Read File Into a Binary Search Tree Using C++

Abdul Mateen Oct 12, 2023

This tutorial will discuss reading the file into a binary search tree in C++. First, we will quickly discuss the binary search tree and its operation.

Later we will see how to read the file into a binary search tree.

Binary Search Tree in C++

The binary search tree is a binary tree with a special arrangement of nodes, which later helps in the search. It is worth mentioning here that statistics show that more than 90% of operations are `search` operations, whereas; less than 10% of operations include `insert`, `update`, `delete`, etc.

In the binary search tree, each node is placed such that the node is always larger than its left child and smaller than equal (in case of duplication) to its right child.

This definition recursively applies to every node of the tree. Thus, we always have a root larger than all nodes in its left sub-tree and smaller than equal to all nodes in its right sub-tree.

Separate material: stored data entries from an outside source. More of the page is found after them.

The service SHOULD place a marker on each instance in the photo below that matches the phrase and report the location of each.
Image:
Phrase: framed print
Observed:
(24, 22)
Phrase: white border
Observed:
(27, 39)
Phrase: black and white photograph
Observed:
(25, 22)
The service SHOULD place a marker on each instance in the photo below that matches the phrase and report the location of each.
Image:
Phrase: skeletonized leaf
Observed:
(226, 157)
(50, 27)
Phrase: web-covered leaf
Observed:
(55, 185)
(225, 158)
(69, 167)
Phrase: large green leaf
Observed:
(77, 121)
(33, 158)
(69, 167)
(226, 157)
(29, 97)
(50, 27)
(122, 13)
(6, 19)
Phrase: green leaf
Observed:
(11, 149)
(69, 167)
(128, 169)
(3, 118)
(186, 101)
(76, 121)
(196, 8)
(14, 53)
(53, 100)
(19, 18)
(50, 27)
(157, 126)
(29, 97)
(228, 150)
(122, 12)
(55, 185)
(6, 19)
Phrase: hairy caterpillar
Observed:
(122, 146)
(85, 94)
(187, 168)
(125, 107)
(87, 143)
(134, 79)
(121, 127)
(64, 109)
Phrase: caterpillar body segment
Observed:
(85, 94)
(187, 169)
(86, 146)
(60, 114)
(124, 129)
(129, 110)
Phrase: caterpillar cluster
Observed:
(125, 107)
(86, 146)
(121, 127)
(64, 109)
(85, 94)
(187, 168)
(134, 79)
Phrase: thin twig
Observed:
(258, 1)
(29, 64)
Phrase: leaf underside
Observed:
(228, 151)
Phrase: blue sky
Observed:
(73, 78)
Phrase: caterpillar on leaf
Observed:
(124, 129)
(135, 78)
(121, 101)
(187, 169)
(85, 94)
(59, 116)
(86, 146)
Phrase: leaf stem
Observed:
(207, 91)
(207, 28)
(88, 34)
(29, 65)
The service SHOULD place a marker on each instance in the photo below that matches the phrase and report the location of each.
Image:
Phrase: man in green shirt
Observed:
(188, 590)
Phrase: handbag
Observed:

``````5 / 3 8 / \ / 1 2 6 9
``````

Here, you can see an example of a binary search tree, which is self-explanatory; as earlier, a binary search tree helps in the search operation.

For example, if we want to search `7` (say it key) in the above tree. We will compare the key with root node `5`.

The key is larger than the root element; therefore, we have to search for the key in the right sub-tree only because all values on the left sub-tree are smaller than the root node.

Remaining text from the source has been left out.